Poster presentation at:
XIV International HIV Drug Resistance Workshop
7th June 2005 - 11th June 2005
Wegner S1 , Larder BA2 , Wang D2 , Revell AD2 , Harrigan R3 , Montaner J3 and Lane C4.
1: US Military HIV Research Program, Rockville, MD, USA; 2: RDI, London, UK; 3: The BC Centre for Excellence in HIV/AIDS Vancouver, BC, Canada; 4: National Institute of Allergy and Infectious Diseases (NIAID), Bethesda, MD, USA.
Previous RDI studies suggested that 'local' Artificial Neural Network (ANN) models trained with data from a single clinic may more accurately predict virological response to combination therapy from genotype than models trained with additional data from two to three other centres.

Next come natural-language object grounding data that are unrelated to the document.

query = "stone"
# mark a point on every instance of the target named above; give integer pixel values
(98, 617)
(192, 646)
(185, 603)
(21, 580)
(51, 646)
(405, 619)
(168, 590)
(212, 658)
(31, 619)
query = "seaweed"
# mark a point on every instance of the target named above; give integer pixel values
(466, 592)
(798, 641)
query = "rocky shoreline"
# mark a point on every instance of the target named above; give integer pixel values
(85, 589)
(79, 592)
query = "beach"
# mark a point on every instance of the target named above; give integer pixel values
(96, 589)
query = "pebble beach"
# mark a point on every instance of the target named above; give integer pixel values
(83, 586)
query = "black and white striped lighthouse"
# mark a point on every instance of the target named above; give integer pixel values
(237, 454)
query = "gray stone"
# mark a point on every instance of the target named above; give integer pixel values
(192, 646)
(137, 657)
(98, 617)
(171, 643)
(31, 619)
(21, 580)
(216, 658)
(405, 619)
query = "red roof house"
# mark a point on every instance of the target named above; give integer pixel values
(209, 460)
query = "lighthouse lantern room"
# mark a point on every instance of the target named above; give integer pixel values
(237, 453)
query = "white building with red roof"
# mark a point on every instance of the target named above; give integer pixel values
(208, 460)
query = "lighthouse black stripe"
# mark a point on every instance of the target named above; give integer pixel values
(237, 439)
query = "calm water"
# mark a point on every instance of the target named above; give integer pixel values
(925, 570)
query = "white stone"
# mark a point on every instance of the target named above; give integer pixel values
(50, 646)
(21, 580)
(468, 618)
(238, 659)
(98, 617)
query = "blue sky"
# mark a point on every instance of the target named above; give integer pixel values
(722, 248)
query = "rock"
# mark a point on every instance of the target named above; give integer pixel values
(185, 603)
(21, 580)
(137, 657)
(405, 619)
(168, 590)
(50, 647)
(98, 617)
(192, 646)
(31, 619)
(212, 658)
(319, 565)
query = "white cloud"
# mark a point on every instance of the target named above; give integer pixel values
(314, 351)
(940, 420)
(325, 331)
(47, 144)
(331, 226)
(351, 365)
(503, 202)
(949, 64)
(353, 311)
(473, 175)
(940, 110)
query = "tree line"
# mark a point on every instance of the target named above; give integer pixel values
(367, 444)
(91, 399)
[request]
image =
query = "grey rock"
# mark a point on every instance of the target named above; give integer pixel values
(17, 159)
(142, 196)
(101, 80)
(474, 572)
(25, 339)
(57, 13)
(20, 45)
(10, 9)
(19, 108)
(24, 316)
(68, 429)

Here we compare local models with 'global' models trained with data from over 200 clinics.
40 and 38 treatment change episodes (TCEs) from clinics A and B, were partitioned from the RDI database to act as test data sets. Ten local ANN models were trained with the remaining data from clinic A (337 TCEs) and ten global models with 3,168 TCEs from >200 clinics, including the 337 from clinic A. The models were then tested with the two test sets: the models predicted viral load (VL) response from baseline VL, resistance mutations and drug regimen; the predictions of all 10 models were averaged for each TCE and the 'committee' prediction compared with the actual VL from each test set. The committees were then used to identify alternative regimens for cases of treatment failure from clinic A.

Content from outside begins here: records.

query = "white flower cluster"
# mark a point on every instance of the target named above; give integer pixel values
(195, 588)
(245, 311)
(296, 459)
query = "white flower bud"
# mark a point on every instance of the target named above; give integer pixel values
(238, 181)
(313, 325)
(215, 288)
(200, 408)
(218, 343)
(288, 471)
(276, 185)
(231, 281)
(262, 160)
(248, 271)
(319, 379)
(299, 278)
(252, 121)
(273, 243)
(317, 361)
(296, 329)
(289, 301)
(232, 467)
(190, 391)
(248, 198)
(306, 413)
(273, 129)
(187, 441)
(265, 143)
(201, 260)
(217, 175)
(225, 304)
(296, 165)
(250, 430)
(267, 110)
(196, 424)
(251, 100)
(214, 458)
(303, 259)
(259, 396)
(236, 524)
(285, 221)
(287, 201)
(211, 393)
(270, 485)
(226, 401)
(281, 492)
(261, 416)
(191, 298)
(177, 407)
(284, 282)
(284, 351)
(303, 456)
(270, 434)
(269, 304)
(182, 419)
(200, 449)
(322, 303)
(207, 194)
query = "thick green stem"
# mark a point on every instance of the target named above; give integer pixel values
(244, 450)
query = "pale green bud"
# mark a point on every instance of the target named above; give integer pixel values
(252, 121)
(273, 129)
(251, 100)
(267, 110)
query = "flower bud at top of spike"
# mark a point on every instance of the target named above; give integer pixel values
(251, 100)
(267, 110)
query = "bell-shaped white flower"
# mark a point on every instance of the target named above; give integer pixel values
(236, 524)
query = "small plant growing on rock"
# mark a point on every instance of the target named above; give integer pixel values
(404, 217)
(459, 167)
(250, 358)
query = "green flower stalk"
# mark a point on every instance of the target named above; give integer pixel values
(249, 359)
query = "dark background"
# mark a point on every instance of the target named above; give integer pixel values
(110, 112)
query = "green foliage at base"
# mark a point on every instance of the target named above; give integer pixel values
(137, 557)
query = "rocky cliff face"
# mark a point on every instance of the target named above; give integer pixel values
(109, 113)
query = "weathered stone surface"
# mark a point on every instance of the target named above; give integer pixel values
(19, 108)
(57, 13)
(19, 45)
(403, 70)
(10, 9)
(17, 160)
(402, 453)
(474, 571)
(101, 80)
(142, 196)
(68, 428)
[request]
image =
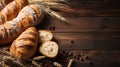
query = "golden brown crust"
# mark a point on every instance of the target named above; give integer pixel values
(26, 44)
(3, 3)
(45, 35)
(11, 10)
(49, 49)
(26, 18)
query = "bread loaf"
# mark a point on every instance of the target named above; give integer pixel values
(49, 49)
(29, 16)
(26, 44)
(11, 10)
(3, 3)
(45, 35)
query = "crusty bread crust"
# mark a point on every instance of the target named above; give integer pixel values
(25, 45)
(49, 49)
(45, 35)
(29, 16)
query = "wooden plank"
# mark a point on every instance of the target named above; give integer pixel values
(84, 24)
(78, 41)
(93, 8)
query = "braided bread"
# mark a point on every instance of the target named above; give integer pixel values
(25, 45)
(29, 16)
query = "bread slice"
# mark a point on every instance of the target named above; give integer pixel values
(45, 35)
(49, 49)
(25, 45)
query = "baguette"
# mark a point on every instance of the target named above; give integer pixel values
(25, 45)
(11, 10)
(49, 49)
(45, 35)
(29, 16)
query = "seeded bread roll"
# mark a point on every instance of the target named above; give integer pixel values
(49, 49)
(25, 45)
(45, 35)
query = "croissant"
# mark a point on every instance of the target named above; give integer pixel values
(29, 16)
(11, 10)
(3, 3)
(26, 44)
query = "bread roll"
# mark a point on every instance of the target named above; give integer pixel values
(29, 16)
(49, 49)
(3, 3)
(45, 35)
(26, 44)
(11, 10)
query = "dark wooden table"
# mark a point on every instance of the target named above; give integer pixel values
(95, 31)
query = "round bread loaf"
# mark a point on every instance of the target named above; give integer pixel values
(45, 35)
(49, 49)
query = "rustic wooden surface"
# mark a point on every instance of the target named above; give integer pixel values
(95, 31)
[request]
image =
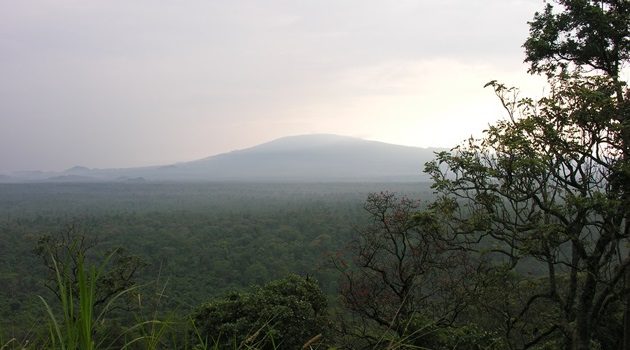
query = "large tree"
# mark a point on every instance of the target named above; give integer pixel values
(547, 188)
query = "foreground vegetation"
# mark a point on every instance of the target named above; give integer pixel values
(523, 246)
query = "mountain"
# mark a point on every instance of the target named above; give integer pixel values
(313, 158)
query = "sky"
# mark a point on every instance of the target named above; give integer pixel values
(118, 83)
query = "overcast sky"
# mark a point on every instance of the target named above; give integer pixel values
(145, 82)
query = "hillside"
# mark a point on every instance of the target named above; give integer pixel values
(313, 158)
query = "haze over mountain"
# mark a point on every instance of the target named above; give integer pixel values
(313, 158)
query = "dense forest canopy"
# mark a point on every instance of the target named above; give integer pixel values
(521, 242)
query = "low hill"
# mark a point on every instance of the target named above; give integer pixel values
(312, 158)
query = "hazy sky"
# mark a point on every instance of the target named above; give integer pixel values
(108, 83)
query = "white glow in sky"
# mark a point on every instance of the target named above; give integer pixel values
(132, 83)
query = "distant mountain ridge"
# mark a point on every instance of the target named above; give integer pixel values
(309, 158)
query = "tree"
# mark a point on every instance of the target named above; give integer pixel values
(65, 251)
(286, 313)
(549, 186)
(405, 276)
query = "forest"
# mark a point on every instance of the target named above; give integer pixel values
(520, 240)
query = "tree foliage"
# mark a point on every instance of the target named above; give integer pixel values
(66, 251)
(285, 314)
(546, 190)
(593, 33)
(404, 275)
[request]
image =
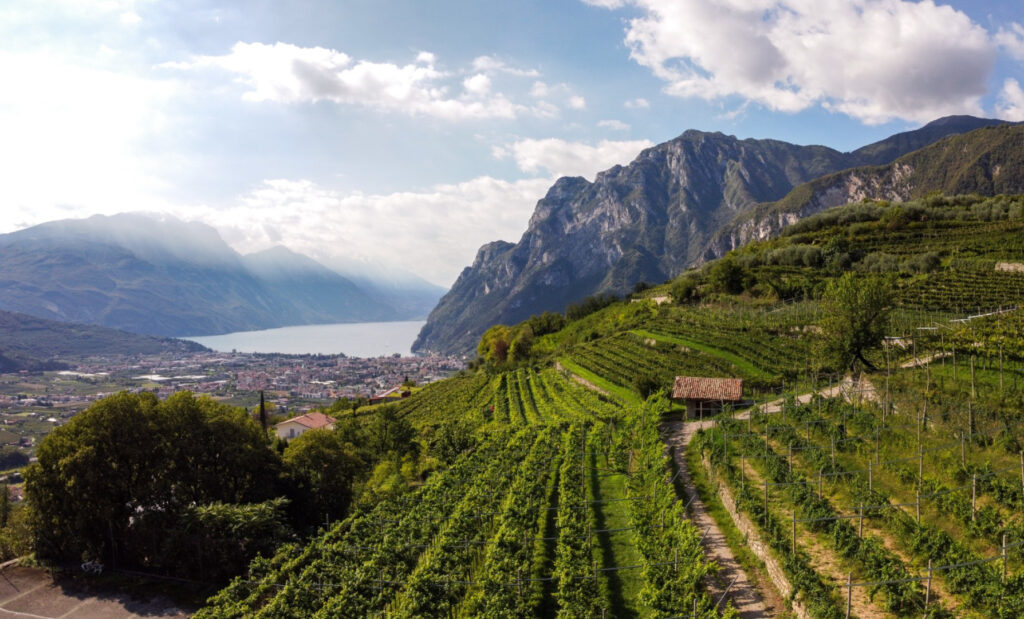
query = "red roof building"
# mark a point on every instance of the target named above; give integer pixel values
(295, 426)
(707, 395)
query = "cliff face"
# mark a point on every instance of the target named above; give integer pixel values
(986, 161)
(645, 221)
(649, 220)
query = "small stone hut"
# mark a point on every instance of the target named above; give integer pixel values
(707, 395)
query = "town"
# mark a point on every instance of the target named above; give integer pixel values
(32, 403)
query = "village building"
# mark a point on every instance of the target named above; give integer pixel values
(707, 396)
(296, 426)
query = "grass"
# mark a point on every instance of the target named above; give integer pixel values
(623, 394)
(739, 362)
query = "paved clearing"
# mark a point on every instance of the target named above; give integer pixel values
(30, 592)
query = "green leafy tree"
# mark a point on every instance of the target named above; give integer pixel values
(856, 317)
(325, 467)
(495, 343)
(116, 483)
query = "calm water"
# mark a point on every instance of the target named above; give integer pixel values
(354, 339)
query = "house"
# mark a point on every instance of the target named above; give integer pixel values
(392, 395)
(707, 395)
(295, 426)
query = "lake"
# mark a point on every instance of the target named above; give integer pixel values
(353, 339)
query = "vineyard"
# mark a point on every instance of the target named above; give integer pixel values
(563, 507)
(908, 505)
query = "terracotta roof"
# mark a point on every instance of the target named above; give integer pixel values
(310, 420)
(694, 387)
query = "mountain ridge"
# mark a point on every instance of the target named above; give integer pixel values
(644, 221)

Test set A: Correlations between predicted and actual VL gave values of 0.70 vs 0.78 for global and local models respectively and the mean absolute difference between predicted and actual VL was 0.55 vs 0.49 logs (ns). Test set B: Correlations between predicted and actual VL gave values of 0.23 vs 0.07 and the mean differences between predicted and actual VL were 0.66 vs 0.97 logs (p<0.05) for the global and local models respectively.

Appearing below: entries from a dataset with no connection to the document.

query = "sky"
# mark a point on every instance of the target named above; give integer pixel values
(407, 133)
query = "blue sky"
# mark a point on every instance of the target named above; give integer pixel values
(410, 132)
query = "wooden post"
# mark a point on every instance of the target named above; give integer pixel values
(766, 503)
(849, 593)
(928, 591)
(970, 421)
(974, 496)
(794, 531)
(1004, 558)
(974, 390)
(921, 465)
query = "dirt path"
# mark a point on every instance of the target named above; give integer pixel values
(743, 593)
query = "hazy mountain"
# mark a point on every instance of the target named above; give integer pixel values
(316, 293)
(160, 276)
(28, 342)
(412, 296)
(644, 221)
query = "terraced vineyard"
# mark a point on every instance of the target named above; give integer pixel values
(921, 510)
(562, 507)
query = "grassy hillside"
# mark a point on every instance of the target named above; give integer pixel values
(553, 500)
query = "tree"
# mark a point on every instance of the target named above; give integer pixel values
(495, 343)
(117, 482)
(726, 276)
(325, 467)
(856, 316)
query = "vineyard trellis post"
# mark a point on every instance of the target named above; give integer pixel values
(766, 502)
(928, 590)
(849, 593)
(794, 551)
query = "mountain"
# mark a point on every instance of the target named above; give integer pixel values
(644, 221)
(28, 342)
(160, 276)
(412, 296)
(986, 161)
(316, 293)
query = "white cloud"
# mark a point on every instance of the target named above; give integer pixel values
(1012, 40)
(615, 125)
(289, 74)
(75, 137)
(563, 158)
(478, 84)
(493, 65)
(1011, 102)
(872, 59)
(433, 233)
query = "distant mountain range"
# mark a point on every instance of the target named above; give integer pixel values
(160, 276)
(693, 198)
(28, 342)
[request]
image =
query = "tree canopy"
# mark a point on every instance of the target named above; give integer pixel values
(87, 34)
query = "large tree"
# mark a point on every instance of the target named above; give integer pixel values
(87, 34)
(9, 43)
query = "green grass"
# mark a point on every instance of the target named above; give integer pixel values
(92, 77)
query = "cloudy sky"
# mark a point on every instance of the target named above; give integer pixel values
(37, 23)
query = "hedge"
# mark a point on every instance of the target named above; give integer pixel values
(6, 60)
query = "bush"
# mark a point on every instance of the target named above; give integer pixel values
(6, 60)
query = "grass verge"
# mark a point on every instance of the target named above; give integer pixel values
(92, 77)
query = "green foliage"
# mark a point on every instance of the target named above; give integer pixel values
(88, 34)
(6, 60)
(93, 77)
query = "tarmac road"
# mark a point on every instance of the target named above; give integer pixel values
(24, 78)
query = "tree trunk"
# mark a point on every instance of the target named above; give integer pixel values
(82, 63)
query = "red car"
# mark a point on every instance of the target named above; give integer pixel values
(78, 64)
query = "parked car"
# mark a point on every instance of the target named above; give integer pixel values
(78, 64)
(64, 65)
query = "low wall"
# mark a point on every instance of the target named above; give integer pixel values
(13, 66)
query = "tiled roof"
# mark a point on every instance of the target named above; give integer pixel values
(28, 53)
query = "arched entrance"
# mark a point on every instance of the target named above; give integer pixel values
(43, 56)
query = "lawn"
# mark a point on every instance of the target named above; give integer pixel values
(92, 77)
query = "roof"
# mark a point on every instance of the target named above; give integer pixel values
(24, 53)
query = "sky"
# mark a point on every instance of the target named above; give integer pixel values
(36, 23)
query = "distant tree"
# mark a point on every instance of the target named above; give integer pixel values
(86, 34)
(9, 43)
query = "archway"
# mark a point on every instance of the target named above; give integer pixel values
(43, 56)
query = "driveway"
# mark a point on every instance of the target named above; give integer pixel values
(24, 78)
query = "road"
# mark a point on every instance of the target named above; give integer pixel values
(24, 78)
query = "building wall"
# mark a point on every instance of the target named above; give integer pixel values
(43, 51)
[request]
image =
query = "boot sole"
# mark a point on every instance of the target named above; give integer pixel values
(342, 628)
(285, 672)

Both sets of models identified effective alternative regimens for the 19 treatment failures. The mean reduction in VL predicted for the best alternative was 1.83 logs and 1.71 logs for the global and local committees respectively (ns).
Global ANN models can perform as accurately as local models, trained with data from a single clinic, in predicting response for patients from that clinic. Global models appear superior to local models for other clinics, suggesting that they may be the most powerful way to exploit ANN as a generally available treatment decision-making tool.